Bien sûr, Debussy ne doit pas sa célébrité à la seule fréquentation de Maeterlinck. Réunis dans la partie Études génétiques, voici une analyse des différentes esquisses de Feux d’artifice, brillante apothéose aux Préludes, et de tout ce qu’elles disent d’un Debussy au geste sûr, coloriste et rythmicien [F. Delécluse] ; puis un examen des corrections bienveillantes – principalement sur les accents prosodiques – apportées aux six mélodies formant le Pierrot lunaire (1909) de son jeune confrère hongrois Géza Vilmos Zágon (1889-1918) [D. Herlin] ; ainsi que la genèse détaillée d’un projet inabouti : adapter As you like it (Comme il vous plaira), la comédie pastorale de Shakespeare (1599), avec l’aide du poète Paul-Jean Toulet [G. Elgarrista].

Dans Debussy jugé par ses pairs, Vincent d’Indy réapparaît, à la tête du triumvirat à l’origine de la Schola Cantorum, en 1896. Soucieux de tradition, le cercle scholiste rejette d’abord l’impressionniste – pourtant reconnaissant d’y entendre Palestrina, Campra ou Rameau –, jusqu’à cette soirée de 1904 célébrant uniquement des pages signées Debussy et d’Indy. Désormais, ce dernier joue son cadet dans nombre des concerts qu’il dirige à l’étranger [S. Etcharry]. Pour l’Italie fasciste (1922-1943) précédant l’Allemagne, il faut redouter les influences nuisibles. Pourtant, des compositeurs comme Malipiero et Casella osent saluer l’art du Français [M. Bottaro]. Enfin, cette partie du recueil rassemble les jugements de Prokofiev, entre admiration et rejet [N. Moron], et ceux de Boucourechliev qui synthétise les louanges de sa génération sur la modernité de son devancier, à la vertu émancipatrice [F. Balanche].

Lorsque la France découvre le jazz, certains en applaudissent la force, propre à faire oublier l’évanescence de Claude. Or, nulle cohabitation est impossible, voire des tentatives de fusion. En 2018, Enrico Pieranunzi et Hervé Sellin, deux musiciens formés au conservatoire mais happés par le jazz, revisitent chacun à leur manière le répertoire debussyste [V. Cotro]. Ce dernier nourrit à son tour une pop music à l’ère de l’échantillonnage numérique, de façons variées. Par exemple, les mêmes mesures d’Arabesque n°1 serviront juste de pont dans tel hit, alors qu’elles sont la fondation rythmique de tel autre. Ici, une chanteuse met des paroles originales sur Clair de lune, joué en entier, tandis qu’ailleurs un DJ ou un rappeur trouve dans Syrinx matière à contraste ou osmose [J. Pimentel].

Terminons avec les quatre articles en langue anglaise, travaux de musicologues férus de musique française, pour la plupart.
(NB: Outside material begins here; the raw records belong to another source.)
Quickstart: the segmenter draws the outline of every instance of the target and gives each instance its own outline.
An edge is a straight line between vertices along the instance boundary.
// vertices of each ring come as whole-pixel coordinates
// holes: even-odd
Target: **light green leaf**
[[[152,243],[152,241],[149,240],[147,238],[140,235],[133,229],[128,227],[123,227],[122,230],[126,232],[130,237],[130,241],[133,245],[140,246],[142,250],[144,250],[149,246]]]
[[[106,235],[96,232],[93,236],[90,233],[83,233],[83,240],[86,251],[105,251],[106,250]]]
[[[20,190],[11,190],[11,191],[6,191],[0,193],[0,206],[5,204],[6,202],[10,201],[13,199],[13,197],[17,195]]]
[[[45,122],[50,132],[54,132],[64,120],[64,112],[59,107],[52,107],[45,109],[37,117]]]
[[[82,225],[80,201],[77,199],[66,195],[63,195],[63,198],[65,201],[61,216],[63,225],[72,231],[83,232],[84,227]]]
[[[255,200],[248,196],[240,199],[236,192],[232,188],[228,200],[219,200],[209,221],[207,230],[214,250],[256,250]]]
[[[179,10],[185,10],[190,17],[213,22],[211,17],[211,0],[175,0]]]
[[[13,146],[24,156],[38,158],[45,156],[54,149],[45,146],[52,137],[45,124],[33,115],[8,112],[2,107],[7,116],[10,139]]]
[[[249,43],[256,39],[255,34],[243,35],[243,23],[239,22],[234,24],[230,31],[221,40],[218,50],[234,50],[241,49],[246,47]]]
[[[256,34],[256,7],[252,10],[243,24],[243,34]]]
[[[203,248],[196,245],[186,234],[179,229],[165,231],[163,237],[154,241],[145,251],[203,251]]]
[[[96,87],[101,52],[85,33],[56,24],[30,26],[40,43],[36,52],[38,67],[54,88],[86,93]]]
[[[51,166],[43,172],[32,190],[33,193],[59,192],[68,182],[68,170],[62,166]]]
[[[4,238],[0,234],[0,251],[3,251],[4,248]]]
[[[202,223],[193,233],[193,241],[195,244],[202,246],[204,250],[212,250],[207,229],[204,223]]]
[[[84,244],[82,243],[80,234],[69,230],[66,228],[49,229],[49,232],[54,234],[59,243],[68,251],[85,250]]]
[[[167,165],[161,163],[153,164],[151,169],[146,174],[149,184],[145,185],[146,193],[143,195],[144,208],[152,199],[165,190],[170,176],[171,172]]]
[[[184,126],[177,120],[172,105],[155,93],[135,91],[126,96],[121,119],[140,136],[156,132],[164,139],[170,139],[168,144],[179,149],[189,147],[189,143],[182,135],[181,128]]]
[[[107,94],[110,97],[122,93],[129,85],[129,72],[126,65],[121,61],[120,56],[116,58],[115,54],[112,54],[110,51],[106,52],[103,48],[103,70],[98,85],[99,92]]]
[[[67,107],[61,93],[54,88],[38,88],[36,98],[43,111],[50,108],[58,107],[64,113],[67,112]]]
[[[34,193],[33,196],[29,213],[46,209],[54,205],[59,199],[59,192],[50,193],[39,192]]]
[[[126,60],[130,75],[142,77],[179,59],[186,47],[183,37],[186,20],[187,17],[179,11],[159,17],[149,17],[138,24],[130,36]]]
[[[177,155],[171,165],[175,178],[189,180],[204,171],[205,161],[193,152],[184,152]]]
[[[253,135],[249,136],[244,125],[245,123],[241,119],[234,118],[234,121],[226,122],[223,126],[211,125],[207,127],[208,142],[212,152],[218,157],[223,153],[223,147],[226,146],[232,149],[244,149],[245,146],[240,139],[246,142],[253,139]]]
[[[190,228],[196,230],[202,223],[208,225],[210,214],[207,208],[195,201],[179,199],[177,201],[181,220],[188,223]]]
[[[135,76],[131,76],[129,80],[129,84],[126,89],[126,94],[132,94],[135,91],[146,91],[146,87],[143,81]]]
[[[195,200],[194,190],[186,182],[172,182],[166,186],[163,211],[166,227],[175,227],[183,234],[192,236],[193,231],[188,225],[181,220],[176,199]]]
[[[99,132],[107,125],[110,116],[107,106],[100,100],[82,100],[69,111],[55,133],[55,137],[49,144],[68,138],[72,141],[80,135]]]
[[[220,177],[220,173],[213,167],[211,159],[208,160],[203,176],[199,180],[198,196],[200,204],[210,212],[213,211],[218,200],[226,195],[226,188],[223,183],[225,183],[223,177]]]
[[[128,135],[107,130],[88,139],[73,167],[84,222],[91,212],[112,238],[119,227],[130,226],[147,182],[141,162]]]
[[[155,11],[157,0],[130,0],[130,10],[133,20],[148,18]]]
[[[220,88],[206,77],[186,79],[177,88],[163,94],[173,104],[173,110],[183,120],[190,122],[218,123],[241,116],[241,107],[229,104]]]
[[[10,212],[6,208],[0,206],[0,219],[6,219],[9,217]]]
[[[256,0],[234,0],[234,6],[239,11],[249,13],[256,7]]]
Par crainte d’une mauvaise interprétation des contenus, il ne sera fait mention que de leurs titres (dans notre traduction) et de leurs auteurs : Fluctuations de tempo micro et macro dans Sirènes [S. Tresize], Interprétation et style dans les enregistrements 78 tours des pièces pour piano [C. Rae], Jouer Debussy en France pendant la Grande Guerre [B. L. Kelly] et Le moderniste serein : Debussy à Madrid (1890-1914) [F. Parralejo Masa].